Most strikingly, UUP leader Tom Elliott managed to win FST from Sinn Fein. This was the UK’s most marginal constituency after 2010 when a pro-Conservative independent unionist fell just four votes short of winning. The UUP now have a majority of 530.

This large, rural seat is of huge psychological significance to unionism because of its transformative effect on the political map of Northern Ireland, and its loss is a setback to Sinn Fein’s ongoing attempts to ‘green the west’.

The UUP also managed to win South Antrim from the DUP, increasing their Westminster cohort to two. The once-dominant party of Northern Irish unionism disappeared from Parliament in 2010 when Lady Hermon, a left winger, defected over the ill-fated Conservative-UUP alliance.

Hermon comfortably held her solidly unionist seat this time, taking almost 50 per cent of the vote.

As a result of the election, unionists now represent 11 of the province’s 18 Westminster constituencies, including a reassuring splash of pale blue in the Union’s westernmost seat. Moreover the DUP came within 1,000 votes of recapturing Belfast South, and the results suggest that a single unionist candidate could take Newry & Armagh in a good year.

To have gone from the fear of no unionist MPs in Belfast to almost taking three will be particularly cheering, although it may make the SDLP more receptive to Sinn Fein offers of a pact next time.

The result is also fairly good news for David Cameron. Hermon might as well be a Labour MP (and perhaps would be, if they stood there) but the remaining ten unionist MPs are all on the political centre-right and likely to support the Government (for a price) if needed.

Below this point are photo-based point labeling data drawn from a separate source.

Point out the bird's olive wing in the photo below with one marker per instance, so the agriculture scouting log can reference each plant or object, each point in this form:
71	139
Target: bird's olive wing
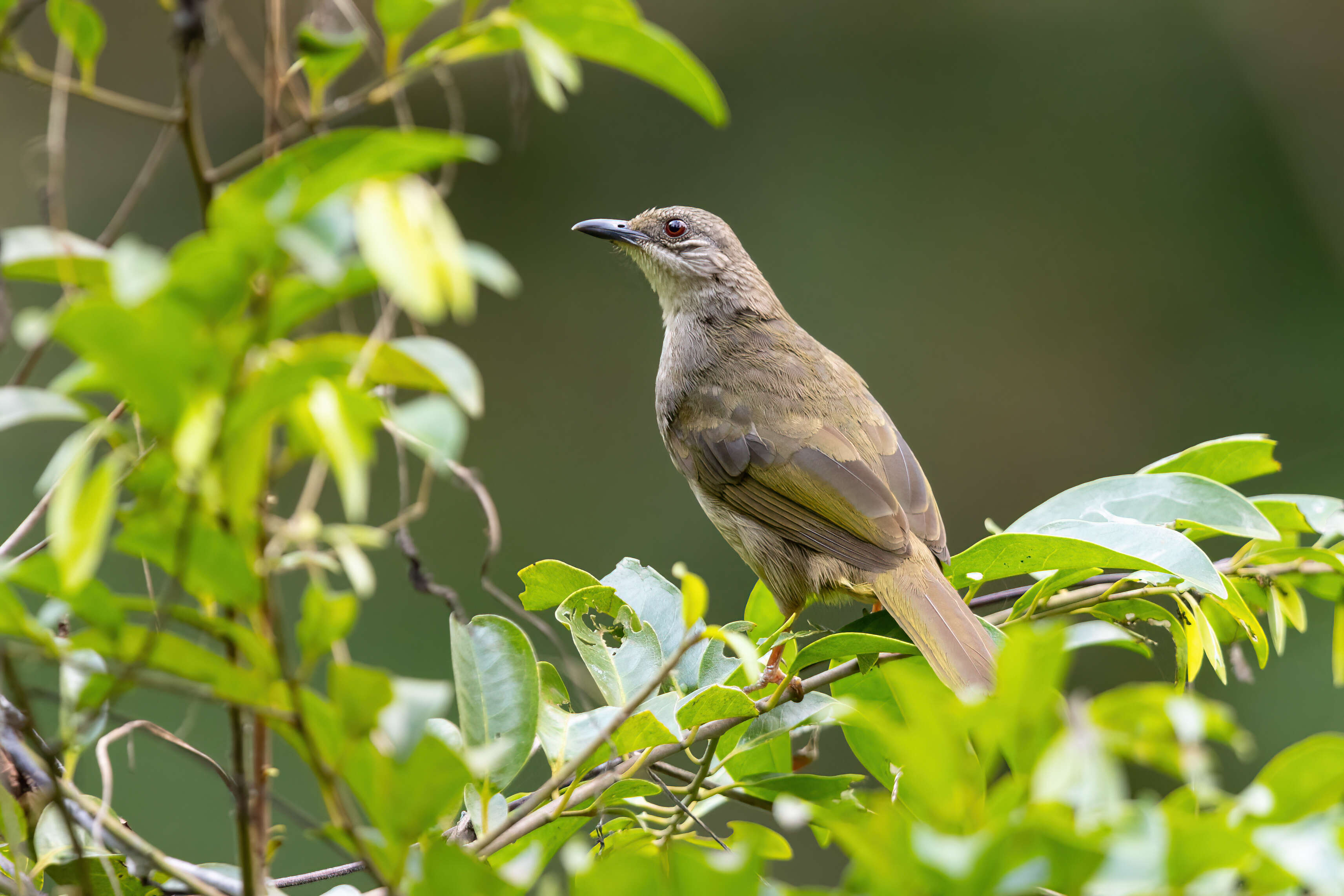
823	488
908	483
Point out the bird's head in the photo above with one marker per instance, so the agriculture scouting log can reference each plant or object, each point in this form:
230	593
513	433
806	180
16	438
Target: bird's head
691	257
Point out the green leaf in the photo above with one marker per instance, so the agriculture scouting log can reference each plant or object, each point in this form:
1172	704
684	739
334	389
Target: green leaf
741	645
498	692
695	597
1323	514
451	368
1133	610
327	618
405	800
1155	726
412	244
548	583
138	270
1207	637
327	54
296	299
1284	515
448	870
1302	779
763	610
1285	555
1101	633
400	18
189	354
712	664
175	655
1338	648
25	403
81	516
658	604
346	444
552	67
712	705
1245	617
359	695
628	789
81	727
81	27
847	644
51	257
652	725
1073	545
1309	849
308	173
941	779
1022	716
53	845
1158	499
566	735
1227	460
414	703
435	429
620	672
215	565
612	33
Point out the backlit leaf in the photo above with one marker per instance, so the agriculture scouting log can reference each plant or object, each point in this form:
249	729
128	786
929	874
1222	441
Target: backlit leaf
498	691
1227	460
1072	545
25	403
1156	499
613	33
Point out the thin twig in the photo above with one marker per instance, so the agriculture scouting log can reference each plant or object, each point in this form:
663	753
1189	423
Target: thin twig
612	772
690	798
313	876
131	105
57	115
138	189
276	66
16	722
687	777
239	50
1013	594
494	538
191	41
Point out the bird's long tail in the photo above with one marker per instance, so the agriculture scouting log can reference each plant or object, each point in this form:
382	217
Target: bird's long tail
940	624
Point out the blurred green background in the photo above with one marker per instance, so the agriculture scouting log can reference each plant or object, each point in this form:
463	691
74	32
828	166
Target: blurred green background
1058	238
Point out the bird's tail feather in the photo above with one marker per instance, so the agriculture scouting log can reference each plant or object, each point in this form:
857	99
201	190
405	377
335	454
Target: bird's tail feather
940	624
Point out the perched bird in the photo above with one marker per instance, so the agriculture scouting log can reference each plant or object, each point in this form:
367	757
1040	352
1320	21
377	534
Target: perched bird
791	457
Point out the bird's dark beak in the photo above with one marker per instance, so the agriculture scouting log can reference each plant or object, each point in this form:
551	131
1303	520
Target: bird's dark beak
612	229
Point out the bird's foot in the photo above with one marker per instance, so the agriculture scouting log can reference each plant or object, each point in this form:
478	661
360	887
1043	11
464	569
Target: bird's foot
772	675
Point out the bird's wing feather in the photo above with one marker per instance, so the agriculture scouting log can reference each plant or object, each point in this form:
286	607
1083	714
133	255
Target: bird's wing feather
838	492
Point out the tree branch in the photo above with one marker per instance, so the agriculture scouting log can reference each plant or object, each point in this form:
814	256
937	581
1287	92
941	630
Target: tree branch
57	115
687	777
138	189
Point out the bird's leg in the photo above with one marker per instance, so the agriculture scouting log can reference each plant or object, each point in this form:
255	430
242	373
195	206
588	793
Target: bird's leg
772	675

He will also welcome the return to Parliament of the UUP (in the absence of actual Conservatives), a party with historical ties to the Tories and with whom his party has more in common. In particular Danny Kinahan, the new MP for South Antrim, is reported to harbour Tory sympathies.

It remains to be seen whether this sunny prospect will last. The previous boundary review – which included cutting the number of MPs by 50 – would have cut the province’s representation to 16 seats to the expected benefit of nationalism. Without the seat cut, however, it seems likely that any changes will be less dramatic.

Northern Irish nationalists meanwhile find themselves in the same boat as their Welsh counterparts: in gentle decline, trying to figure out how the SNP does it. Sinn Fein in particular will be worried by the very strong performance of the far left Irish party People Before Profit in Belfast West, whose candidate professed himself ‘neither unionist nor nationalist’. The SF vote dropped by a remarkable 16.4 points here.

In fact the Republicans fell back in all their remaining constituencies: by 3.3 and 4.9 points respectively in the ultra-safe constituencies of Mid Ulster and West Tyrone, and by just short of a point in unionist-targeted Newry and Armagh.

Meanwhile the SDLP, in addition to almost losing their leader, saw their vote drop by more than six points in South Down, although they managed to extend their lead over Sinn Fein in Foyle.

A brief, final word on the mainland parties. The NI Conservatives were nowhere this election, but UKIP managed 2.6 per cent of the vote (ahead of the local Traditional Unionist Voice party), and may have set themselves up to win one or two seats in the Northern Ireland Assembly next year from East Antrim and South Down.